Along came the verdict. I am autistic and have ADHD. I found my explanations. I found my answers. I even found my tribe (online). But the things I lost...
I lost respect
I lost encouragement
I lost social status
I lost my will to battle and manage myself
Society sees autism as a disability, something that needs to be cured, something that needs to be prevented. Society sees a disabled person, not a full member of the population, not someone who can pull his or her own weight on his or her own terms. Society sees costly therapies and adjustments. Society sees Pavlov like treatments to get us to sit up like the rest of the monkeys. Society sees someone who needs help, who is vulnerable, who needs to be spared.

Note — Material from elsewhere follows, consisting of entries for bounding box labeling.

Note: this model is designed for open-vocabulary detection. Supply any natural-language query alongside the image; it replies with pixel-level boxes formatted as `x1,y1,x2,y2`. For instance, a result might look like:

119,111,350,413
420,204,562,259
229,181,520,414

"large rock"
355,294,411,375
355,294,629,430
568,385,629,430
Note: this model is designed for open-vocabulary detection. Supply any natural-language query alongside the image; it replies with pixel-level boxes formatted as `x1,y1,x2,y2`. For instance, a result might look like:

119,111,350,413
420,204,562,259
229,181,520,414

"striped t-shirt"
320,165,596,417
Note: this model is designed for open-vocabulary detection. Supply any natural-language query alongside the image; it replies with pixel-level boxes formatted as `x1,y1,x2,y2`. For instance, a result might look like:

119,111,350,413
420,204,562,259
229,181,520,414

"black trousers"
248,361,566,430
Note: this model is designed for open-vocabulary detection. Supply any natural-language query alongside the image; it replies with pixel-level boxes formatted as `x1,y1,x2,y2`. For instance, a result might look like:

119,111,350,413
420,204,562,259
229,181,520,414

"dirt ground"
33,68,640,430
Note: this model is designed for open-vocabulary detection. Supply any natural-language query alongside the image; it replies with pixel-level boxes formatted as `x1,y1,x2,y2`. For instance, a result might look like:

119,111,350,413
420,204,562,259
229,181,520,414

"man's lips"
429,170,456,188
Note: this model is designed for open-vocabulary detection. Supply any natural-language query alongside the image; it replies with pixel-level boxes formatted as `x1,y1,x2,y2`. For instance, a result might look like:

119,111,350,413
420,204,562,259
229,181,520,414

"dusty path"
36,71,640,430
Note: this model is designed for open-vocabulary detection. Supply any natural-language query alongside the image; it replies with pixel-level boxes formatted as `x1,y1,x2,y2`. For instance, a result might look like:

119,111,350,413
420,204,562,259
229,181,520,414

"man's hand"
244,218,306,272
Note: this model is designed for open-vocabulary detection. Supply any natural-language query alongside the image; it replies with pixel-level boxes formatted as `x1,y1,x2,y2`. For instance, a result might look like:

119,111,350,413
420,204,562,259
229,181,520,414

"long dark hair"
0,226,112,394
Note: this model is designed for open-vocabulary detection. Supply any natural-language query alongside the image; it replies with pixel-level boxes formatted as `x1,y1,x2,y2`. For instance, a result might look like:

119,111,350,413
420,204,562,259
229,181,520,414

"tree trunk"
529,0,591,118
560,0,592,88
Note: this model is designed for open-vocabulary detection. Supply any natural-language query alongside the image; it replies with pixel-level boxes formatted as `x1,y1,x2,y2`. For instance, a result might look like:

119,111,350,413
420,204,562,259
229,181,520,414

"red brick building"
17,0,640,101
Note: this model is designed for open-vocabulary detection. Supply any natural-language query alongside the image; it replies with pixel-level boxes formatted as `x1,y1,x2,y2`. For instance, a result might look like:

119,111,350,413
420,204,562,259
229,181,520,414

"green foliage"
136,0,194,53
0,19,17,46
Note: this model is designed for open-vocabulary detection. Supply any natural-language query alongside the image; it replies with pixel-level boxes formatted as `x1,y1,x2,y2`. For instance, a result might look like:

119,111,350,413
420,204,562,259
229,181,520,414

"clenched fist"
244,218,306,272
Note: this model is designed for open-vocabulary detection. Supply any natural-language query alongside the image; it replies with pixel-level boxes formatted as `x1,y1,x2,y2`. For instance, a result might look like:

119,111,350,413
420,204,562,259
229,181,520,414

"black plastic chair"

It is my experience that we - both neurotypicals and autistics - are taught to think of autism as a disability - as less - and that because of this we are in fact taught to hate ourselves.
I handed in the respect I felt before, only to receive belittlement in return. Autistics are a minority. We are, in some ways, in the same place as gay rights were about 40 years ago as I wrote before in my other blog. And I, as a part of that minority, feel the constant need to prove my worth to society.
- If you would dim the lights, I can work, please let me work for you.
- If you would give me some privacy, I can get to the bottom of this case, I promise. Please, let me have some privacy so I can prove my worth to you.
- I can go to your birthday party, just please, can I come a bit early?
I need to beg for my basic needs, my right of existence.
What do you get when you add up social exclusion, sensitivities and health problems?
What do you get when you are under attack socially, physically and mentally?
You don't need to be a rocket scientist to figure this one out. You get depression and anxiety and anger. The most toxic cocktail of emotions to start you every day with.
Add hormones if you're female and you are all set.
I get anxious because of all my weird bodily sensations. Sometimes, my body will mimic a heart attack, just for the fun of it. Or my chest and throat will cramp up disallowing me to breath. On a weekly basis, I'm confronted with mortal fears,
and I am tired...
I get depressed because it is so hard to explain how I am feeling. I get depressed because managing my anxiety becomes more difficult each month. I get depressed because my world is closing in on me and it feels like I can do less and less as the days pass by.
and I am tired...
I get angry because what I'm asking for doesn't feel like much. I ask for quiet time, I ask for privacy, I ask for flexibility, I ask for a little less weight on my shoulders, I ask for quiet...
I'm not asking to be a free-loader, on the contrary, I love to contribute.
I'm not asking to be left alone, because I love company, just not too much of it.
I'm not asking to be relieved of any responsibility, I am the most responsible person I know, and therefore always seem to wind up taking charge...
and I am tired.
I'm so tired in fact, I'm absolutely sure I'll never recover from it. I've have seen what this world is like. I've seen my place in it. I've seen all the terrors society can inflict on itself. And for what?
It is so hard to keep my chin up in times like these. I know there will come days when I will feel better, when all these thoughts have faded to the background for a while. This is just the rollercoaster of my life and right now, I'm experience 5G's of pressure while tearing through another curve on my track of life.
But sometimes I wonder what it is I'm fighting for. I wish I knew my life's purpose.